In the north, a brief flare-up with the Hezbollah terror group that brought mortar fire on border areas was swiftly extinguished. But it brought with it fears of a wider conflagration, and Defense Minister Yoav Gallant ordered that plans be drawn up for a possible evacuation of northern towns should the Iranian proxy group get involved.

In Tehran, Iranian President Ebrahim Raisi praised the Hamas attack and large posters and rallies celebrated the assault, dubbed “Al-Aqsa Flood” by Hamas, referring to the Arabic name for Jerusalem.

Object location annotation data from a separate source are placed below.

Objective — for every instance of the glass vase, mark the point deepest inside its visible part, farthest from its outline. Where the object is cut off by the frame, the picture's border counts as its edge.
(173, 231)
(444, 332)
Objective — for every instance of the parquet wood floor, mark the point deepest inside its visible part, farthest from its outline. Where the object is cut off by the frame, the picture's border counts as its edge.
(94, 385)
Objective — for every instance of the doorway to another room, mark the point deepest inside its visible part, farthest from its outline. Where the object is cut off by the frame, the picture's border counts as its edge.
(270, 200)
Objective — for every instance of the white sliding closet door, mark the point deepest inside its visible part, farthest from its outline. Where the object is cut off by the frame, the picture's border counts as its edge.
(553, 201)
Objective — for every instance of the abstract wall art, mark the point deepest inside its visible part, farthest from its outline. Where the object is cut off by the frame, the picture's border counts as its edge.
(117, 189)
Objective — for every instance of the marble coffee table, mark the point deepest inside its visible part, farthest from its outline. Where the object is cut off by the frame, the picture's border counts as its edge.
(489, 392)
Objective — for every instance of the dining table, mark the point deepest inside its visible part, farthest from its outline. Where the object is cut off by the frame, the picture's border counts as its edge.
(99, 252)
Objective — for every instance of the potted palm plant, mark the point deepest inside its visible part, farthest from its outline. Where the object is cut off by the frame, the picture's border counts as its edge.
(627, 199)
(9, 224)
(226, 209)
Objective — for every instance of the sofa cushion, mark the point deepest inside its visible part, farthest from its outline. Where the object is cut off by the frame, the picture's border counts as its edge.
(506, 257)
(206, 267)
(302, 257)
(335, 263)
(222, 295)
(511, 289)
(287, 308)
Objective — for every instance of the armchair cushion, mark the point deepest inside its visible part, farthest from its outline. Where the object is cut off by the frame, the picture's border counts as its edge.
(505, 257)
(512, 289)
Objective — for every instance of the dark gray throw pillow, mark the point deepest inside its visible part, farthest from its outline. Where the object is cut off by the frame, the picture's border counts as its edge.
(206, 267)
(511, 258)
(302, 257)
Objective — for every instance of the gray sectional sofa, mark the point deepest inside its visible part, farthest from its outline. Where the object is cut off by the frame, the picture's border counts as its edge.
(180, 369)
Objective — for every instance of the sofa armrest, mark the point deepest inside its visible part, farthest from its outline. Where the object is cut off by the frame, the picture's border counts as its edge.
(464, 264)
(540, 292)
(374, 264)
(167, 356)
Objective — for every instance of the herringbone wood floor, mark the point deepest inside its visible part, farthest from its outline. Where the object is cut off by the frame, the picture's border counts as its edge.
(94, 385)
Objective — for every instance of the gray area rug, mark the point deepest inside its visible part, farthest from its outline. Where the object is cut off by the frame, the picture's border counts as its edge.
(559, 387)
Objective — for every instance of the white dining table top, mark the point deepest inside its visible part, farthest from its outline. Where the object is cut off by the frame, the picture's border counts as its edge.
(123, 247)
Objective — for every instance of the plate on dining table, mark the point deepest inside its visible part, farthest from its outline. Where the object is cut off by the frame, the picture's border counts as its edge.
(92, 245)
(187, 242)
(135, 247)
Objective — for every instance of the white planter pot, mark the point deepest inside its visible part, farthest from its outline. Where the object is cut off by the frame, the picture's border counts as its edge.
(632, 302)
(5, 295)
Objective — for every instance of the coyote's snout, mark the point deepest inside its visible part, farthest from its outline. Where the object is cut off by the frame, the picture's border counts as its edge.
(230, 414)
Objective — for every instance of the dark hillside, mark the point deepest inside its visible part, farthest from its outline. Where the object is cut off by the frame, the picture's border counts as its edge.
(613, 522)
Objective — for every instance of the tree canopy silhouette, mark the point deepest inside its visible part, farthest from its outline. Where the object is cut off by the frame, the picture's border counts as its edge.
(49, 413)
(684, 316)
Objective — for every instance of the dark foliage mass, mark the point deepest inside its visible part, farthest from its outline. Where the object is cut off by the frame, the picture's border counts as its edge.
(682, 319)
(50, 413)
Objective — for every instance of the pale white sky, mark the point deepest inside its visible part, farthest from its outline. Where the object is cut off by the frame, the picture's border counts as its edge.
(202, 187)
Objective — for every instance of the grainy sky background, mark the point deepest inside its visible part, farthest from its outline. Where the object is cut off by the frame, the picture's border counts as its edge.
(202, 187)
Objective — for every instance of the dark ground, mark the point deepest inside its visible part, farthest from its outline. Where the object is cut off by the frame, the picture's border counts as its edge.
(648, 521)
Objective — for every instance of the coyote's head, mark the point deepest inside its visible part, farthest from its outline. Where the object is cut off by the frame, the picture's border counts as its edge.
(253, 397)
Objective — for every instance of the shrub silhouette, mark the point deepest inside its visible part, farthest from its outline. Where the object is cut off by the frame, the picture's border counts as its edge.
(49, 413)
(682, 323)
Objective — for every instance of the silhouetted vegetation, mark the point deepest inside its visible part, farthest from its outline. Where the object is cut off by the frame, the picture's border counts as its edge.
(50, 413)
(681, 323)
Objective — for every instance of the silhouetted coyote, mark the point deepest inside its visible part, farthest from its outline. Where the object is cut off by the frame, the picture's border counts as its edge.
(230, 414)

People cross a road in front of an anti-Israel billboard with the checkered keffiyeh covering the Star of David, entitled, ‘Operation Al-Aqsa Flood,’ in solidarity with the Hamas operation against Israel, in Tehran’s central Vali-Asr Square on October 8, 2023. (AFP)

Raisi said he had spoken with Hamas and Islamic Jihad Sunday and Hamas and Hezbollah officials told The Wall Street Journal that Iran had played a major role in planning the attack. However, US Secretary of State Antony Blinken told NBC news that the US had not seen evidence of direct Iranian involvement.

“In this moment, we don’t have anything that shows us that Iran was directly involved in this attack, in planning it or in carrying it out,” he said, “but that’s something we’re looking at very carefully, and we’ve got to see where the facts lead.”

Agencies contributed to this report.